Pipeline search requires a Basic account at minimum. Basic users are limited to 3 steps, 15 results per step and 20 chained values. Premium subscribers get up to 5 steps, 50 results per step and 100 chained values.

tip

Before using the example commands below, define your API key in a variable. Replace xxx by the correct value. See how to retrieve your API key here.

API_KEY=xxx

How it works

A pipeline is a sequence of steps. Each step queries one of the four datasets (hosts, dns, whois, vhosts) and optionally extracts a field from the results. The extracted values are then injected into the next step's query through the {$input} placeholder.

Step 1: WHOIS search → extract "domain"
         ↓ [acme.com, acme.net, acme.org]
Step 2: DNS search (host:{$input}) → extract "value"
         ↓ [1.2.3.4, 5.6.7.8]
Step 3: Hosts search (resolution:{$input})
         ↓ final results

When {$input} is replaced, the pipeline automatically builds an OR clause matching each extracted value. For host fields, it also matches all subdomains (e.g. host:"acme.com" OR host:"*.acme.com").

Request format

curl "https://api.profundis.io/api/v2/data/auth/pipeline/search" \
  -H "X-API-KEY: $API_KEY" \
  -H "content-type: application/json" \
  -X POST \
  -d '{
    "steps": [...],
    "limit": 10,
    "page": 1
  }'

Top-level parameters

ParameterTypeDefaultDescription
stepsarrayrequiredOrdered list of pipeline steps (1 to 5)
limitinteger50Maximum results returned per step
pageinteger1Page number for pagination
stream_modebooleanfalseEnable cursor-based pagination for large result sets (Premium+, single-step only)
cursorstring-Opaque pagination token from a previous response (used with stream_mode)

Step parameters

Each object in the steps array accepts the following parameters.

ParameterTypeRequiredDescription
sourcestringyesDataset to query: hosts, dns, whois or vhosts
querystringyesSearch query. Use {$input} as a placeholder for values extracted from the previous step
extract_keystringyes*Field to extract from results for the next step. Required on all steps except the last one
aggregateobjectnoAggregation to perform on this step (see Aggregations)
excludearraynoList of values to exclude from results and extracted keys
exclude_patternstringnoWildcard pattern to exclude (e.g. *.cloudflare.com)
dedupebooleannoDeduplicate extracted keys (case-insensitive)
max_extractintegernoLimit the number of values passed to the next step (default: config max)

Extractable fields per source

These are the fields you can use as extract_key to chain values between steps.

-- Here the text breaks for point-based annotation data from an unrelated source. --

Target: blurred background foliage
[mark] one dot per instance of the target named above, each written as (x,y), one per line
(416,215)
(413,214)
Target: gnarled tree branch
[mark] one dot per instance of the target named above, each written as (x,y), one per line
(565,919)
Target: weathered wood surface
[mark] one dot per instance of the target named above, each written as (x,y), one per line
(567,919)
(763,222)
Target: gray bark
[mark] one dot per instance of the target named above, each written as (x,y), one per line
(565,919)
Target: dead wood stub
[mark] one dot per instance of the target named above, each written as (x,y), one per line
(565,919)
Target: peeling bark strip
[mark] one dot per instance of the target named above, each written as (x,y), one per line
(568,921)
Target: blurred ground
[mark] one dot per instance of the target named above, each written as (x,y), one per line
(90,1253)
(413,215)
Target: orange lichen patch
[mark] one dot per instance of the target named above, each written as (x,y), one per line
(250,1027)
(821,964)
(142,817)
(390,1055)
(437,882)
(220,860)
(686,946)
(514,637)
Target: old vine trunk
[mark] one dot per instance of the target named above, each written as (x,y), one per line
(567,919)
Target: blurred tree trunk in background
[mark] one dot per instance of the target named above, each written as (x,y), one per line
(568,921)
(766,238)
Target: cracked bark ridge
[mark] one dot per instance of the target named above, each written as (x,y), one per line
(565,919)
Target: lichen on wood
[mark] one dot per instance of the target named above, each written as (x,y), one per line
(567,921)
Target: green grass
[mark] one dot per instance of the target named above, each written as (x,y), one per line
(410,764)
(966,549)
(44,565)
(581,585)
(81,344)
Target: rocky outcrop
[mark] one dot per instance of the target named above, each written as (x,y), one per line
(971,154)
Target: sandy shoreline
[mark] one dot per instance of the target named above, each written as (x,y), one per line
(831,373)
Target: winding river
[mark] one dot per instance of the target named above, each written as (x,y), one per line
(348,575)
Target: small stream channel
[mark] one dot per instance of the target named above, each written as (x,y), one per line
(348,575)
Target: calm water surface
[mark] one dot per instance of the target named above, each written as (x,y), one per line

SourceAvailable extract keys
hostshost, resolution, as_number, favicon_hash, analytics_tags, cert_subj_org
dnshost, value, type
whoisdomain, registrant_email, registrant_organization, nameservers
vhostssan, resolution, cert_org, cert_common_name
info

When extracting nameservers, public nameservers (Cloudflare, Akamai, AWS, etc.) are automatically filtered out since they don't indicate a meaningful relationship between domains.

Examples

Find CNAME records that don't point to a specific target

Search all domains owned by an organization, then find DNS CNAME records that don't point to the expected value - useful for detecting potential subdomain takeovers or misconfigurations.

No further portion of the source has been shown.